OUP (2015) p/b 131pp £17.99 (ISBN 9780199987337)

This seems to be the first in a series of Greek and Latin commentaries edited in America and aimed at ‘intermediate and advanced college undergraduate students’—roughly equivalent to A level and first year of university in the UK.

AA.3 is the book where Ovid advises girls on how to keep their men from straying. The format proceeds page by page, so there is no need to keep turning to the back: a chunk of text at the top, followed by a full running vocabulary, grammatical and syntactical explanation, and some elucidatory commentary. There are rarely more, often fewer, than ten lines of text per page.
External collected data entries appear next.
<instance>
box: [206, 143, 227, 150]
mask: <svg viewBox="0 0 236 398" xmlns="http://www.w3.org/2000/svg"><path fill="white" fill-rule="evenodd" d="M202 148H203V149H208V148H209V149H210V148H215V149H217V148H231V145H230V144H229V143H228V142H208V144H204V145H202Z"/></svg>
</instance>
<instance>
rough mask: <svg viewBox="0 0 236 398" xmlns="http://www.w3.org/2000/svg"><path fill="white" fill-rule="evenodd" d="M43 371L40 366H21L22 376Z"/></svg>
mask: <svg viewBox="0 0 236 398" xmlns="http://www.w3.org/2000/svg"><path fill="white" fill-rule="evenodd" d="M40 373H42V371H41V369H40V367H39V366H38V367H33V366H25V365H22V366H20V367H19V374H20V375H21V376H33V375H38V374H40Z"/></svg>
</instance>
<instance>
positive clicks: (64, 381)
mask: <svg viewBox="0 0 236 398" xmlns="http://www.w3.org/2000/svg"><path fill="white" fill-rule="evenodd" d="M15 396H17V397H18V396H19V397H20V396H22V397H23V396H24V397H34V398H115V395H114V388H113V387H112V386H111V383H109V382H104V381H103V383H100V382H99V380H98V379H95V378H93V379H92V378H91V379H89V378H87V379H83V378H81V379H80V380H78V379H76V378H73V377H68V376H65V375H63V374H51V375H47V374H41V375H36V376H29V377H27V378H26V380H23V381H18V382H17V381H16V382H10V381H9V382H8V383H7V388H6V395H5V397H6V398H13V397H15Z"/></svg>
Most of the space ‘below the line’ is taken up with vocabulary, e.g. in ll.300 – 304, of 28 words of text 16 are glossed (including tunica, aura, superbus, velut, maritus and ambulo). Grammatical content is heavy, often referring onward to a standard grammar or even the OLD—useful perhaps for those interested in delving into this kind of thing, but not necessarily an aid to understanding the text, surely the commentary’s primary aim. The same could be said for citations of parallel passages, which have largely dropped out of student commentaries since the nineteenth century (who follows them up?) on this side of the Atlantic; e.g. at hospes (l.39) it’s fair enough to mention Virgil, since Aeneas is being referred to, but do we need two more references to Ovid, one where he is quoting himself? Consequently comments on e.g. Ovid’s art or Roman society have to fight for room on a crowded page. This is a pity, as B.’s notes are excellent; would that he had spread himself more generously.

B.’s introductory material is also very good, and explains clearly and concisely what a student needs to know before tackling the poem. There are sections on didactic, Roman elegy, AA.1 and 2, the legal and social context of the puella (excellent), carmen et error, the poem’s later influence (mercifully little on reception), myth in elegy, scanning the elegiac couplet, Ovidian style and prosody, and a helpful bibliography (obviously Gibson’s 2003 commentary, but no room for Wilkinson).
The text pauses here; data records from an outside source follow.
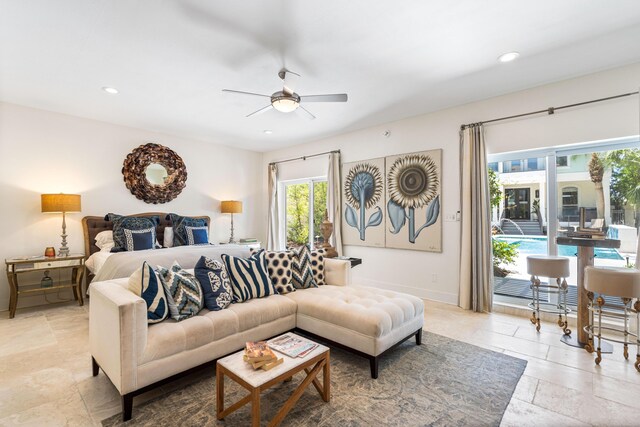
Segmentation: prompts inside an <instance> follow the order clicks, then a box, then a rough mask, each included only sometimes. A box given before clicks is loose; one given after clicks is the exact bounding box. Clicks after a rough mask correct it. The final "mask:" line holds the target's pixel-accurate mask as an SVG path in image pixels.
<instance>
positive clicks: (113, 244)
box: [96, 230, 115, 251]
mask: <svg viewBox="0 0 640 427" xmlns="http://www.w3.org/2000/svg"><path fill="white" fill-rule="evenodd" d="M96 246H97V247H98V249H100V250H101V251H110V250H111V248H112V247H114V246H115V243H114V242H113V231H112V230H105V231H101V232H99V233H98V234H96Z"/></svg>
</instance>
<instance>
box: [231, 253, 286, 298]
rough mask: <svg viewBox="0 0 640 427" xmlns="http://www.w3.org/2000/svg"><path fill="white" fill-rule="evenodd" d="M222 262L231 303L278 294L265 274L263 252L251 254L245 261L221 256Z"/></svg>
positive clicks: (264, 256) (275, 289)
It will be interesting to see how further commentaries in this series fulfil its aim of being ‘streamlined, up-to-date, and user-friendly’, addressing ‘the needs of a reader encountering a work or author for the first time’. It may well be that teachers in the USA approach the business of introducing students to ‘real’ continuous Latin differently from their UK counterparts. For this reviewer, the commentary’s often helpful material is over-weighted and sometimes obscured by the kind of detailed technical explanation that belongs to a more advanced edition—though it is admittedly hard to decide exactly what students need to help them make sense of a witty and elegant poem. But they could probably manage without a precise knowledge of syllepsis and polyptoton.